Dr. Öğr. Üyesi Doğan, kişinin kendi kendine muayenesine 30’lu yaşlardan itibaren başlaması önerisinde bulunarak, “Hastalara tavsiyem, kendi kendine meme muayenesini mutlaka yapın. Böylece kendi meme dokunuzu tanımış olacaksınız. Yani, düzenli bir meme muayenesi yaparsanız neresinde sertlik var, neresi yumuşak anlayabilirsiniz. Daha önce eline gelen bir kitle vardır ama uzun süredir vardır. Sizin için bir endişe teşkil etmez ama yeni gelişmiş bir lezyonu, bir sertliği, meme görüntüsündeki bir değişikliği fark edebilmeniz için kendi kendine meme muayenesini öneriyoruz. Adet dönemleri bittikten sonra memedeki ödemin, sertliğin bu adet dönemine bağlı oluşan değişikliklerin geçtiği bir dönemde ayda bir kez düzenli kontrolü öneriyoruz” ifadelerine kullandı.

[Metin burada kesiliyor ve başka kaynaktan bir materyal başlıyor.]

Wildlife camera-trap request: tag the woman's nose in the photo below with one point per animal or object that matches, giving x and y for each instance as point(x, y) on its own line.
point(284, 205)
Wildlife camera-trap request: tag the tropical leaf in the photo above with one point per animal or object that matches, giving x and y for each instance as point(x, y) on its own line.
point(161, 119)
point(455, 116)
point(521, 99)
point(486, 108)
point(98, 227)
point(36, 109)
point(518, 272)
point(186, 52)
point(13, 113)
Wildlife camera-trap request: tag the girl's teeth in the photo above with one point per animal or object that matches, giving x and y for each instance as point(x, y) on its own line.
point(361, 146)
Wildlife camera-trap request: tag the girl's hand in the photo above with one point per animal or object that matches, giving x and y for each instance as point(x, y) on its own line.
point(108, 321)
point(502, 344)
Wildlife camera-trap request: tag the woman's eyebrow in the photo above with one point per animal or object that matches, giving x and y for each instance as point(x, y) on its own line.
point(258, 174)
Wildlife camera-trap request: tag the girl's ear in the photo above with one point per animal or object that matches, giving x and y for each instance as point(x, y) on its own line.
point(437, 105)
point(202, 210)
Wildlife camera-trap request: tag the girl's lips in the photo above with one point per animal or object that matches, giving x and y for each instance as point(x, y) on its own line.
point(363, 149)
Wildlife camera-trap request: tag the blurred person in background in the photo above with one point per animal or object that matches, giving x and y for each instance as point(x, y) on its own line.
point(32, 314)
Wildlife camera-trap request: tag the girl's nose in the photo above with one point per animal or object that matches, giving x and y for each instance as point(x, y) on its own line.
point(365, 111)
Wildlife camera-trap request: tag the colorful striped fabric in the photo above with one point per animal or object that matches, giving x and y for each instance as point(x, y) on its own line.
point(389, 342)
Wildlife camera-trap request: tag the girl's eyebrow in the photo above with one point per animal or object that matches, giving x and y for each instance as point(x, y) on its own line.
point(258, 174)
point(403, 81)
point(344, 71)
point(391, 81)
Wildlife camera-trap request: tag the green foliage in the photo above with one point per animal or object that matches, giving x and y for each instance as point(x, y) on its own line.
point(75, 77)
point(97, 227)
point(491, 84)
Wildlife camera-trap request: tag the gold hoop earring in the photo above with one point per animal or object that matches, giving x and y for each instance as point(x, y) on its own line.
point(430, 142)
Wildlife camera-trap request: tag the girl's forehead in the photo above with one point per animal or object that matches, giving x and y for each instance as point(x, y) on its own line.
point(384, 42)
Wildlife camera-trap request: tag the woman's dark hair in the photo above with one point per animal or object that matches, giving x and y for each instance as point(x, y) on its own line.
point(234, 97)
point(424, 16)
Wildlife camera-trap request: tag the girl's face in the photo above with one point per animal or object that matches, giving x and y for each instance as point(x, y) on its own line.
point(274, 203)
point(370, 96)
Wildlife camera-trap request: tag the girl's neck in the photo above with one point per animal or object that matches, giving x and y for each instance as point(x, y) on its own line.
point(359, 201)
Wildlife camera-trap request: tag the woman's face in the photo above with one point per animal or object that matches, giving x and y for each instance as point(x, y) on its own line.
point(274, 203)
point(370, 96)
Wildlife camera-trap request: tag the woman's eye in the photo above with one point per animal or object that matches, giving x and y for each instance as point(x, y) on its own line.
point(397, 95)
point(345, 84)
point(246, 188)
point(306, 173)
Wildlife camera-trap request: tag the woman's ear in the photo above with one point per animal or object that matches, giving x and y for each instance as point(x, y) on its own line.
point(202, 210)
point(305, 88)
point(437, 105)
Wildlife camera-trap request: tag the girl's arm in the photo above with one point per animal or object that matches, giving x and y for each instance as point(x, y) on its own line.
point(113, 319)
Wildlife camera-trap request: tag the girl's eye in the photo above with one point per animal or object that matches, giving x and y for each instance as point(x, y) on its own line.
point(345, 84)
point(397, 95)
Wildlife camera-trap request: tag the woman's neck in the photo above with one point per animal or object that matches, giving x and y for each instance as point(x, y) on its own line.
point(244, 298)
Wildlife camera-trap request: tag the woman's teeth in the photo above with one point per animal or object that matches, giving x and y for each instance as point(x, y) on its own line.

‘AYNA KARŞISINDA KONTROL YAPILMALI’

Dr. Öğr. Üyesi Doğan, kendi kendine meme muayenesinin nasıl olacağı hakkında ise şu bilgileri paylaştı:

“Ayna karşısında geçip önce memenin görüntüsünde bir değişiklik var mı bakılmalı. Böylece kişi ellerini havaya kaldırarak memelerini ayna karşısında görebilecek. Elleri havaya kaldırmak hem meme dokusunu hem de alt kısımları daha iyi görmenizi sağlıyor. Ayrıca, düzgün bir şekilde gördüğünüz zaman ortaya çıkmayan birtakım kitleler çökmeler, çekintiler ellerimizi havaya kaldırdığımız zaman veya belimize koyduğumuz zaman daha belirgin hale gelebiliyor. Bir görüntü olarak enfeksiyonla karıştırılacak bir kızarıklık da bize meme kanserini düşündürebilir. Meme başında birtakım çatlaklar, kabuklanmalar olabilir. Görsel olarak meme başında çökme görebilir. Daha önceden bir çökme olmayan, hastada yeni gelişmiş bir meme başında çökme veya memenin diğer kat kısımlarında çekintiler, çökmeler bizde fikir verebilir; meme başında akıntı olabilir. Kendiliğinden olan akıntılar bizim için daha risklidir; kanlı, şeffaf akıntılar bizim için meme kanseri açısından araştırmayı gerektirecek akıntılardır. Kişi bunu her ay düzenli yaptığı zaman kendi meme dokusunu tanımış olacak. Rutin kontrolü dışında da doktora gitmesini sağlayacak bir fayda sağlıyor. Dolayısıyla, meme kanseri farkındalık ayında özellikle bu kendi kendine muayene konusunda bu ayki bizim mottomuz da ‘Farkındalık Bir Dokunuşlar Başlar’ diyoruz. Tüm kadınlarımıza kendi kendine meme muayenesi yapmasını önerebiliriz” dedi.

‘ÖZELLİKLE 50 YAŞ ÜSTÜNDE MEME KANSERİ GÖRÜLME SIKLIĞI ARTTI’

Dr. Öğr. Üyesi Doğan, 30-40’lı yaş aralığında meme kanseri görülme sıklığının arttığına dikkat çekerek, “Özellikle 50 yaşın üstünde özellikle meme kanseri riskinde artış var. Meme kanseri görünme yaşının, gerçekten de hem klinikte karşımıza çıkan olgularda hem de okuduğumuz yayınlarda daha erken yaşlara geldiğini söyleyebiliriz. Bunda pek çok faktör etkili olabilir. Genetik faktörler dışında özellikle çevresel faktörler de meme kanseri artışında rol oynamaktadır. Bunu etkileyen faktörler, çocukların aşırı kilolu olması, beslenmeye dikkat etmemesi, yüksek kalorili beslenme şekli, sağlıklı olmayan ürünlerin fazla tüketimi. Adet görülme yaşını da öne çekebiliyor. Düzenli spor yapılmaması, bozuk beslenme alışkanlığı, kilo kontrolü yapılmaması veya sosyokültürel nedenler; ilk doğumun 30 yaşın altında gerçekleşmemesi gibi risk faktörleri günümüzdeki yaşam koşullarında biraz daha ön plana çıkmış olabilir” diye konuştu.